Belgique Le gouvernement souhaite empêcher le groupe de migrer en Grande-Bretagne.

Le gouvernement fédéral envisage de diminuer considérablement l’imposition sur les dividendes qu’obtiendront les actionnaires étrangers d’AB InBev, et ce, afin d’encourager le groupe à maintenir son siège en Belgique, rapportait De Standaard.

Le groupe brassicole belgo-brésilien étudierait la possibilité de déménager au Royaume-Uni, écrivait mardi dernier The Telegraph. Ce déménagement pourrait éviter à de gros actionnaires de SABMiller - qu’AB InBev souhaite reprendre - un important prélèvement fiscal sur les dividendes du nouveau groupe.

Problème à causes multiples

"Une démarche qui semble assez logique puisqu’elle répond au principe de la liberté d’établissement des entreprises", nous explique le fiscaliste Pierre-François Coppens. Et elle est d’autant plus logique qu’une bonne part de l’actionnariat d’AB InBev se situera au Royaume-Uni et aux États-Unis après l’opération de fusion envisagée avec le britannique SABMiller, que la fiscalité applicable aux dividendes est particulièrement souple de l’autre côté de la Manche et qu’elle sera durcie en Belgique dès le 1er janvier.

Le problème est donc issu de causes multiples sur lesquelles le gouvernement de Charles Michel ne dispose que d’assez peu de moyens de pression. En effet, c’est ce même gouvernement qui a décidé lors de sa dernière réforme de la taxation des revenus mobiliers (dont les dividendes) de relever le précompte mobilier de 25 à 27 %. De quoi faire réfléchir les entreprises dont AB InBev.

D’où vient la pression ?

D’après l’avocat Werner Heyvaert (Of Counsel cabinet Jones Day), elle proviendrait à la fois des actionnaires privés britanniques et d’un gros actionnaire actual de SABMiller qui n’est autre que le groupe Altria (issu de la scission de Philip Morris). Que changerait la délocalisation de la société faîtière du groupe AB InBev vers le Royaume-Uni pour les actionnaires britanniques ? "C’est simple. En Grande-Bretagne, la notion de retenue du précompte mobilier à la source sur les dividendes est inexistante. En réalité, ces revenus sont ajoutés aux autres revenus des personnes puis taxés globalement." Ce qui signifie en clair qu’après la fusion envisagée, leurs actions AB InBev leur paieraient des dividendes taxés à la source en Belgique, à un taux limité par la convention de double imposition existant entre la Belgique et le Royaume-Uni. Ces dividendes seraient ensuite ajoutés à leurs autres revenus. "Et si le groupe AB InBev s’installe en Grande-Bretagne, ils touchent leurs dividendes sans payer de précompte." Quel serait l’impact de cette localisation pour Altria qui détient actuellement 27 % du capital de SABMiller ? "Ici, il y aurait un gros changement : Altria ne détiendrait apparemment que moins de 10 % du capital du groupe fusionné. Or, la loi belge prévoit que si une entreprise étrangère détient plus de 10 % d’un groupe, elle est exemptée de précompte sur les dividendes. Mais sous ce niveau de 10 %, elle paie les 15 % prévus. Ce qui ne serait pas le cas si AB InBev se localise en Grande-Bretagne." La pression d’un actionnaire de poids ferait la différence.

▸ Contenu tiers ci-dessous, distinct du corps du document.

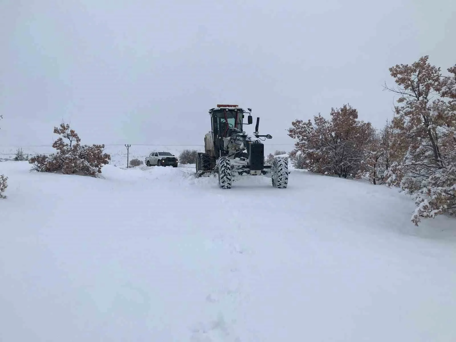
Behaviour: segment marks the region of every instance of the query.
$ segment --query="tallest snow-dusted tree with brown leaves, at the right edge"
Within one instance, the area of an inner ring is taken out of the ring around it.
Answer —
[[[393,120],[394,149],[406,150],[385,172],[390,185],[415,197],[411,221],[456,213],[456,66],[442,78],[428,56],[389,68],[400,95]]]

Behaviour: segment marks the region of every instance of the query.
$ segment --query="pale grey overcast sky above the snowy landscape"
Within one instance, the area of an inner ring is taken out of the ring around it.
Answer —
[[[346,103],[380,128],[388,68],[446,72],[455,21],[454,0],[0,0],[0,145],[50,145],[62,119],[87,144],[202,144],[220,103],[270,144]]]

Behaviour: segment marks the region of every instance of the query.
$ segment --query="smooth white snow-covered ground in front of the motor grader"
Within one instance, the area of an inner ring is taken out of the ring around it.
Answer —
[[[456,221],[293,170],[0,162],[0,341],[455,341]]]

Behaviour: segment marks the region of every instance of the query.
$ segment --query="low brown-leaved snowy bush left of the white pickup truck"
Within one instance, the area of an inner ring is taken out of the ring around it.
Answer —
[[[32,170],[39,172],[62,172],[63,174],[83,173],[97,176],[101,168],[109,163],[111,156],[103,153],[104,145],[81,145],[78,134],[70,129],[69,124],[62,123],[54,127],[54,133],[61,135],[52,147],[57,153],[52,155],[36,155],[30,158]]]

Quid pour les actionnaires belges ?

"Cela ne changerait rien pour eux : 0 % de précompte en Grande-Bretagne, et 25 % de précompte ici", explique encore Werner Heyvaert. Pour le professeur Bruno Colmant, l’explication de ce choix serait cet ensemble de raisons. "Les opérations d’AB InBev sont déjà prises pour l’essentiel aux États-Unis. Et puis, la fiscalité des entreprises est très accommodante en Grande-Bretagne, ce qui justifierait cette opération de tax inversion , soit du transfert du siège d’exploitation de l’acheteur vers le pays de l’acheté." On le voit, le défi est de taille pour le gouvernement belge.